A l’issue des débats, les parties ont été informées que la décision serait rendue par mise à disposition au greffe le 12 Juin 2025, en application du deuxième alinéa de l’article 450 du Code de procédure civile.
Ce magistrat a rendu compte des plaidoiries dans le délibéré de la cour composée de :
PRÉSIDENT : Mme GUIOT-MLYNARCZYK, Présidente de Chambre
ASSESSEURS : M. MICHEL, Conseiller
Mme DUSSAUD, Conseiller
GREFFIER LORS DES DÉBATS : Mme BAJEUX, Greffier
ARRÊT :
Contradictoire
Prononcé publiquement par mise à disposition de l’arrêt au greffe de la cour, les parties en ayant été préalablement avisées dans les conditions prévues au deuxième alinéa de l’article 450 alinéa 2 du code de procédure civile ;
Signé par Mme GUIOT-MLYNARCZYK, Présidente de Chambre, et par Mme BAJEUX, Greffier à laquelle la minute de la décision a été remise par le magistrat signataire.
FAITS ET PROCEDURE
Selon devis n°DE0000030 signé 13 mai 2012, M. [H] [I] a conclu avec la SARL Consulting Environnement un contrat de vente pour l’acquisition et l’installation de panneaux photovoltaïques pour un montant de 14.900,01 euros financé par un crédit affecté contracté auprès de la SA BNP Paribas Personal Finance pour un montant de 18.500 euros remboursable en 144 mensualités au taux contractuel de 6,69% l’an.
Par acte du 8 juillet 2022, M. [I] a fait assigner la SA BNP Paribas Personal Finance devant le juge des contentieux de la protection du tribunal judiciaire de Metz aux fins de voir prononcer la nullité du bon de commande et la nullité subséquente du contrat de crédit affecté, condamner la banque à lui verser l’intégralité du prix de vente, les intérêts conventionnels et frais payés en exécution du prêt, une indemnité de 10.000 euros au titre des frais d’enlèvement de l’installation et de remise en état de l’immeuble, une indemnité de 5.000 euros en réparation de son préjudice moral et une indemnité au titre de l’article 700 du code de procédure civile.

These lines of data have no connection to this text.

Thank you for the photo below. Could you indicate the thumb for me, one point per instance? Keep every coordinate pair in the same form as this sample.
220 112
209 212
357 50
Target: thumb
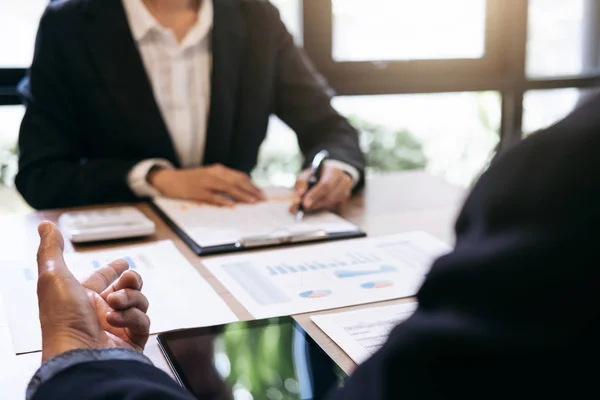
302 184
67 318
50 252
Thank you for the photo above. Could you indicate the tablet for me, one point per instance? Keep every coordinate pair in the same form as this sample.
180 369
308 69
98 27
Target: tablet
259 360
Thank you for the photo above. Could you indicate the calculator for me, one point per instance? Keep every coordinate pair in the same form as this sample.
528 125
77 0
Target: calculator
105 224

La SA BNP Paribas Personal Finance a conclu à l’irrecevabilité des demandes pour cause de prescription et absence de mise en cause du vendeur, subsidiairement au rejet des demandes et à la poursuite du règlement des échéances du prêt jusqu’à parfait paiement, très subsidiairement à la condamnation du demandeur au remboursement du capital emprunté et à défaut la restitution d’une fraction du capital, outre le versement d’une indemnité au titre de l’article 700 du code de procédure civile.
Par jugement du 6 novembre 2023, le tribunal a':
— déclaré recevables les demandes de M. [I]
— prononcé la nullité du devis n°DE0000030 signé le 13 mai 2012 valant bon de commande
— prononcé la nullité du contrat de crédit affecté conclu avec la SA BNP Paribas Personal Finance
— débouté la SA BNP Paribas Personal Finance de sa demande relative à la poursuite du règlement des échéances mensuelles du crédit affecté, de sa demande de restitution du capital prêté déduction faite des échéances déjà réglées, de sa demande relative à la restitution d’une partie du capital prêté
— l’a condamnée à restituer à M. [I] les sommes déjà versées au titre des échéances afférentes au contrat de crédit affecté outre les intérêts conventionnels payés en exécution du crédit souscrit
— débouté M. [I] de sa demande de dommages et intérêts et de sa demande d’indemnisation des frais d’enlèvement de l’installation et de remise en état
— condamné la SA BNP Paribas Personal Finance à payer à M. [I] la somme de 800 euros en application des dispositions de l’article 700 du code de procédure civile et en tous les dépens.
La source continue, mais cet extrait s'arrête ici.